The last Census of Agriculture, a national comprehensive survey of agricultural activity for all U.S. farm and ranch operations conducted by the U.S. Department of Agriculture, found that Mahoning County saw the largest increase in farm operations in 2017 out of all 88 counties with a 34% jump over 10 years. It also counted 1,227 farms in Columbiana County, ranking it 12th out of all 88 counties.
Despite the growth, Mahoning County has only two FFA chapters: West Branch and the Mahoning County Career and Technical Center. Trumbull County has only one at the Trumbull County Career and Technical Center.
Southern Local’s Pirogowicz recognizes the dearth of chapters in the Mahoning Valley, despite the importance of agriculture to the area and to the average person. Understanding where food comes from and how it gets on grocery store shelves is important, she says, and it’s a lesson unique to agriscience.
“Everyone needs to have a knowledge of agriculture. This is where our food and our clothing comes from and just a base knowledge of understanding of how that comes around and where it comes from,” she says.
The Mahoning Valley has been on a path of reinvention since the retrenchment of the steel industry in the late 1970s. There has been a large push toward manufacturing and technology, while agriculture is sometimes overlooked as a leading industry, Pirogowicz says.
“Manufacturing is a big push – that’s always been part of this Mahoning Valley area. But I believe agriculture is definitely important as well,” she says. “And sometimes it is overlooked as an important piece of that equation.”
The three chapters in Columbiana County support each other and work together to make sure the members have access to every opportunity the FFA presents them with. Pirogowicz says that sometimes looks like driving together to the National FFA Convention and Expo or to contests. She says it helps the chapters financially, while also giving the students a chance to make friends at other schools, providing them with support at events and contests.
Even though the chapters technically compete against each other in contests, there’s no animosity, the members assure.
The importance of the FFA highlights the overarching importance of agriculture. The agriculture sector faces an increasingly volatile economy.
In its list of 2022 priority issues, the Ohio Farm Bureau put a focus on supporting the next generation of agriculturists. Strategies must be deployed to ensure the next generation of producers is well positioned to continue Ohio’s strong position as a top agricultural production state, the bureau states.
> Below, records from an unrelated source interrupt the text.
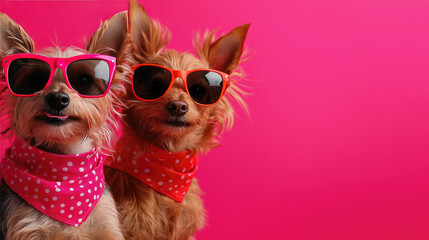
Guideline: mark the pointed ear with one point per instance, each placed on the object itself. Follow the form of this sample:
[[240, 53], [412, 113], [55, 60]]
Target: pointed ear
[[224, 54], [148, 37], [13, 38], [110, 37]]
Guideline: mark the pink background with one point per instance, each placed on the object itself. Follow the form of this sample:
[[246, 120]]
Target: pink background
[[337, 144]]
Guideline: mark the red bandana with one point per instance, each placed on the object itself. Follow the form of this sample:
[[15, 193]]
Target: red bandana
[[169, 173], [64, 187]]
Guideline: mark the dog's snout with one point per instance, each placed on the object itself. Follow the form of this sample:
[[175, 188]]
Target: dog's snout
[[57, 100], [177, 108]]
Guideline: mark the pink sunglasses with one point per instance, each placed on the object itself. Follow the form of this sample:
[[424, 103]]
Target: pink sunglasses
[[90, 75]]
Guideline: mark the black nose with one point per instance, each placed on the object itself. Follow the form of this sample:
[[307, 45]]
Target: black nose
[[57, 100], [177, 108]]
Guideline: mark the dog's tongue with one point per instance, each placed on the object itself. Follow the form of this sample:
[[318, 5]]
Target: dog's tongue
[[53, 116]]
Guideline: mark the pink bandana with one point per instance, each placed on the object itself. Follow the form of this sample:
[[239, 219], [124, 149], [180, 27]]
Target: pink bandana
[[169, 173], [64, 187]]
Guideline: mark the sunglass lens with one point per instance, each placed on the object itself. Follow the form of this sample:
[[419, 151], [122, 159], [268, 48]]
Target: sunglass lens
[[205, 87], [27, 76], [89, 77], [151, 82]]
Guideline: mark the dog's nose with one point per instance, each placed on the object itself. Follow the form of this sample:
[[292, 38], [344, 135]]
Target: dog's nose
[[57, 100], [177, 108]]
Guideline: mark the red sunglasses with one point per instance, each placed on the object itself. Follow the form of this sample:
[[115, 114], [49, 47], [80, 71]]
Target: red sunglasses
[[205, 86], [90, 75]]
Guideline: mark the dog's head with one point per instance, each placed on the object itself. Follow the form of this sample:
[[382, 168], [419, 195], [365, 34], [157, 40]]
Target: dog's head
[[175, 121], [57, 115]]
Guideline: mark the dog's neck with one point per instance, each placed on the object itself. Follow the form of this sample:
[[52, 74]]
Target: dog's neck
[[66, 147]]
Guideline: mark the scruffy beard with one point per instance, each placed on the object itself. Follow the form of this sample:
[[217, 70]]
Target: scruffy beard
[[84, 119]]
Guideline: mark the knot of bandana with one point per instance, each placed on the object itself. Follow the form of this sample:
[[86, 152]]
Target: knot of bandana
[[169, 173], [64, 187]]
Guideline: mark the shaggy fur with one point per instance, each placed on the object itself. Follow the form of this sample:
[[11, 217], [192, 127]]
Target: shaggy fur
[[91, 126], [144, 213]]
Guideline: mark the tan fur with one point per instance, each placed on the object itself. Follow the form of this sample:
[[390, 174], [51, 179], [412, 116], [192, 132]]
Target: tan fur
[[94, 118], [144, 213]]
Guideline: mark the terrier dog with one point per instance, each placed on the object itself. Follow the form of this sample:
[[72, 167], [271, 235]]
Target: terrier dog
[[60, 111], [175, 111]]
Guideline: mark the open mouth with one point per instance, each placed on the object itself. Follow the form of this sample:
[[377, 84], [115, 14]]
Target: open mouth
[[177, 123], [56, 119]]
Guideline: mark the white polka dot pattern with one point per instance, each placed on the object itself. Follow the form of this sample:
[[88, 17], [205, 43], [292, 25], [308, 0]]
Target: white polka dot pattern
[[59, 187], [169, 173]]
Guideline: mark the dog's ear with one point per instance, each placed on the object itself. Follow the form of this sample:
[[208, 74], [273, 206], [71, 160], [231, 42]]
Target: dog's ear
[[224, 54], [110, 37], [148, 37], [13, 38]]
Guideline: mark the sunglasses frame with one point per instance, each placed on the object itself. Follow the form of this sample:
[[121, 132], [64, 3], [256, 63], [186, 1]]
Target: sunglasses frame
[[182, 75], [61, 63]]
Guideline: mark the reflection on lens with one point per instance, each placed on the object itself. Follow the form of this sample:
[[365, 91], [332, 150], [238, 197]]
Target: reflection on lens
[[28, 76], [151, 82], [89, 77], [205, 87]]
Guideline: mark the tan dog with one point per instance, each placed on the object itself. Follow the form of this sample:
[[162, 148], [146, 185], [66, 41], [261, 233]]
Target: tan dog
[[173, 123], [58, 120]]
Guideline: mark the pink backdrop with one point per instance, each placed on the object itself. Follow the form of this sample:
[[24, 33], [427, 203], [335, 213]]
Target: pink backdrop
[[337, 145]]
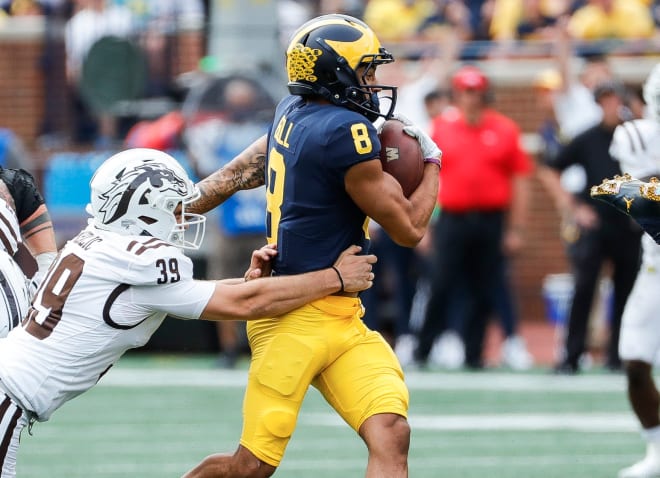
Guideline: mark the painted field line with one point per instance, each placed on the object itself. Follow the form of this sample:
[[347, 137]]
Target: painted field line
[[160, 377], [584, 422]]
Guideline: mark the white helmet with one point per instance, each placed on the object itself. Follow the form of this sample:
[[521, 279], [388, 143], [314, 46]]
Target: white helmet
[[137, 191], [652, 93]]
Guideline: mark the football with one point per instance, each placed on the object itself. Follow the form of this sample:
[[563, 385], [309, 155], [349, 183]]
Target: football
[[401, 156]]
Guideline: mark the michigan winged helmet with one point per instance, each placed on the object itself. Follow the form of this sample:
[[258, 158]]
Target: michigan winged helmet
[[331, 56]]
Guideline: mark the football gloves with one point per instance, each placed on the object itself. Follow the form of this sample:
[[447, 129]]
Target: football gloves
[[638, 199], [429, 148]]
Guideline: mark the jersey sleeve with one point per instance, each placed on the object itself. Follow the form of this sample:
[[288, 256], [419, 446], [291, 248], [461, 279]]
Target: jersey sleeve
[[184, 299]]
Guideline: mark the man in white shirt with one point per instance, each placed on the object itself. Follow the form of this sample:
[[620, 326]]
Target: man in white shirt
[[111, 287]]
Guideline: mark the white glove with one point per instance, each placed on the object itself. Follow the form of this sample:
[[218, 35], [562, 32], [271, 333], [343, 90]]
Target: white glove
[[429, 148], [44, 260]]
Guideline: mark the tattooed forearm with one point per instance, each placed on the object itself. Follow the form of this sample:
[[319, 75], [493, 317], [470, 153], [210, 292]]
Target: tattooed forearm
[[245, 171]]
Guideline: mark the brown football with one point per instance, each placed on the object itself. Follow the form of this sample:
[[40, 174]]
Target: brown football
[[401, 156]]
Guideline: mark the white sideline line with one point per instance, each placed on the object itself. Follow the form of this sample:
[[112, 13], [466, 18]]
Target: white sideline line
[[542, 382], [585, 422]]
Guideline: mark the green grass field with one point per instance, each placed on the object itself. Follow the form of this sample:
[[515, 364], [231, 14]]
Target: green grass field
[[156, 416]]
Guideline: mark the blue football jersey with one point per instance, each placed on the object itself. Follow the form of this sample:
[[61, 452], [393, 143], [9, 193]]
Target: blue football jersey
[[310, 216]]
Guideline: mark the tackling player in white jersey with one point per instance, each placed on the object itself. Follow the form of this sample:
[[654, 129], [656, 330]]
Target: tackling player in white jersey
[[19, 196], [636, 145], [14, 285], [112, 286]]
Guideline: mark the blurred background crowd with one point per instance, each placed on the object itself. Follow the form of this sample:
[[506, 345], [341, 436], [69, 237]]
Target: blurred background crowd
[[200, 79]]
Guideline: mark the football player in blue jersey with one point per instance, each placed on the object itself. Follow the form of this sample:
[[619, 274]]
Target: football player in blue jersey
[[324, 181]]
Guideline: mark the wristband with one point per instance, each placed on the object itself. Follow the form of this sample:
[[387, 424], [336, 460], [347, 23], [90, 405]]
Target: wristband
[[341, 281]]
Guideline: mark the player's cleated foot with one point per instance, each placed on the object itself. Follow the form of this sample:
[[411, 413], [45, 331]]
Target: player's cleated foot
[[649, 467], [639, 199]]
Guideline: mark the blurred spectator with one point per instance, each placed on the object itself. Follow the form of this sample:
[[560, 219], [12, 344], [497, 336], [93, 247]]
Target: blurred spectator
[[448, 18], [395, 20], [290, 15], [12, 151], [91, 21], [526, 19], [25, 8], [606, 19], [213, 138], [483, 199], [418, 79], [546, 84], [575, 107], [354, 8], [600, 234]]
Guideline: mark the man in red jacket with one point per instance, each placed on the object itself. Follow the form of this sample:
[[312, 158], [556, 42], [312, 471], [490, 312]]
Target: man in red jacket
[[483, 197]]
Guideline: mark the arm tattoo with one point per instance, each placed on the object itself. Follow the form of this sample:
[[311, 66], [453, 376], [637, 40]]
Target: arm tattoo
[[245, 171]]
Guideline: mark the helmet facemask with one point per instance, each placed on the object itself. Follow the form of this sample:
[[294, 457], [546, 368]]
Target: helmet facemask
[[366, 97]]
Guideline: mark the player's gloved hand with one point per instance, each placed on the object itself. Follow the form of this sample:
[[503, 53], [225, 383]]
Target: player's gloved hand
[[638, 199], [44, 260], [429, 148]]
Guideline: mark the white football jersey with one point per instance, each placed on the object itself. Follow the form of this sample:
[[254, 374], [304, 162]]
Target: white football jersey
[[14, 294], [104, 294], [636, 145], [10, 233]]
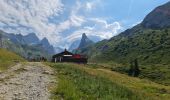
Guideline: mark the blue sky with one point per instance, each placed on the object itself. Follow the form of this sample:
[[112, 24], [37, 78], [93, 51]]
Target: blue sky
[[64, 21]]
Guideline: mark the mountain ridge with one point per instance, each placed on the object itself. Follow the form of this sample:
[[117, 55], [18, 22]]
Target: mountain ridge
[[149, 44]]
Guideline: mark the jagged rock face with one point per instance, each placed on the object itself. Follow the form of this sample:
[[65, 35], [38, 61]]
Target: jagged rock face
[[31, 39], [158, 18], [49, 48], [85, 41]]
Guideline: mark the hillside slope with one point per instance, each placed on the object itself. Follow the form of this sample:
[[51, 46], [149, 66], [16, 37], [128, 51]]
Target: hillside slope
[[8, 58], [147, 42]]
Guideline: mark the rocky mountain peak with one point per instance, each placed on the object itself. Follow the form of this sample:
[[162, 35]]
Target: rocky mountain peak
[[85, 41], [158, 18]]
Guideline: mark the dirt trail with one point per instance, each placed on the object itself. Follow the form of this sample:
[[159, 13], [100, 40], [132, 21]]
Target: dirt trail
[[29, 81]]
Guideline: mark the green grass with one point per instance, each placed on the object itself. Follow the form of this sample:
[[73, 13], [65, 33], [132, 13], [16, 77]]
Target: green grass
[[78, 82], [159, 73], [8, 58]]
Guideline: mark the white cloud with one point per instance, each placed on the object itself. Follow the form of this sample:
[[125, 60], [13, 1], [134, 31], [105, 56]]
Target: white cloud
[[91, 5], [33, 14], [26, 16], [101, 29]]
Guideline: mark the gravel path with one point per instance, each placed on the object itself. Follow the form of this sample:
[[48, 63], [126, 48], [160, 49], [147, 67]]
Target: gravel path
[[29, 81]]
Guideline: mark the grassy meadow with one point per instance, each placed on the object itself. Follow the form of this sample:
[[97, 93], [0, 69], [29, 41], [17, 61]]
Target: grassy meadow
[[8, 59], [89, 82]]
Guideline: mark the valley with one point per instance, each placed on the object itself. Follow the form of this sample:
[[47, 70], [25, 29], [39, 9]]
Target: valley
[[79, 58]]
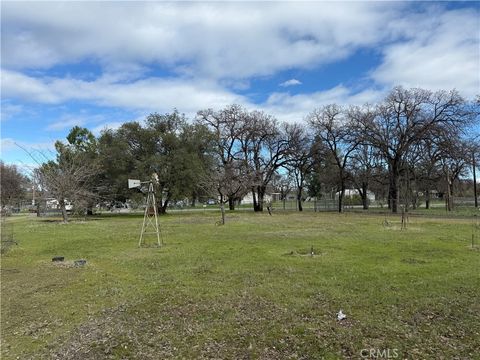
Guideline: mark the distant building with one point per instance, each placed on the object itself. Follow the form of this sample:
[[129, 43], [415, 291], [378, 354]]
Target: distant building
[[349, 193]]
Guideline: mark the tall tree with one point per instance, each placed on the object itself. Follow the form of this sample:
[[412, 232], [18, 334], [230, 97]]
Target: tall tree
[[300, 157], [338, 133], [265, 148], [230, 178], [13, 184], [406, 117]]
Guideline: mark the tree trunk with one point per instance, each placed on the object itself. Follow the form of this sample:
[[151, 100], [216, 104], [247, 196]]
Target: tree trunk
[[364, 195], [341, 195], [474, 170], [258, 207], [449, 196], [393, 189], [231, 203], [162, 209], [64, 211], [299, 199], [427, 199]]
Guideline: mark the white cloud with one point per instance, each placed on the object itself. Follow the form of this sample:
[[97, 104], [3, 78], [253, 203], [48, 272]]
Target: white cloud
[[291, 82], [66, 122], [215, 40], [294, 108], [155, 94], [443, 54], [110, 125]]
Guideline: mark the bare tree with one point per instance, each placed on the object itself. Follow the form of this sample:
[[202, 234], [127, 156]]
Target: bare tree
[[264, 148], [338, 133], [406, 117], [67, 179], [12, 184], [231, 178], [300, 157]]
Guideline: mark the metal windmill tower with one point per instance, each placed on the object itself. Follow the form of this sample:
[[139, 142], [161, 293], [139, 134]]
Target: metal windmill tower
[[150, 217]]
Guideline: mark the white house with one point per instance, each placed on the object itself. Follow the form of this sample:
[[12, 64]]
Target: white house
[[354, 192]]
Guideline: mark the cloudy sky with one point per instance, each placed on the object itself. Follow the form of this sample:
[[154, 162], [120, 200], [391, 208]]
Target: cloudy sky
[[99, 64]]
The bureau vows to advocate for career technical education to encourage the growth of agricultural education programs and promote the growth of critical workforce development programs like TechCred and industry credentialing.
Agriculture education is an important aspect in sustaining the future of agriculture, as well as the development of the workforce. All three advisers say every student could benefit from being in the FFA, regardless of agriculture affiliation.
United Local’s Gentry says he teaches life skills, not just farm skills. From balancing a checkbook to how to buy a home, he works to ensure the students that leave his classroom are prepared for life outside of high school.
“I think FFA is the premier youth organization in the world. I’ll be an advocate for life, whether I’m teaching in the classroom or not,” Gentry says. “I didn’t go to school to be a teacher. I came out of industry, and so to come back to the classroom and to be able to help prepare the youth for the working world — it really is my life passion and goal to be able to graduate students who can go into the workforce and know what they’re doing.”
Pictured at top: United Local FFA members stand with the National FFA emblem. Front row from left are Zeb Snyder, Campbell Blazer, Grant Irwin and Mary Boston. Back row from left are Connor Perry, Landyn Moreland, Jacob Readshaw, Kaleb French, Bryan Faust, R.J Salmen, Seth Blake and adviser Tyler Gentry.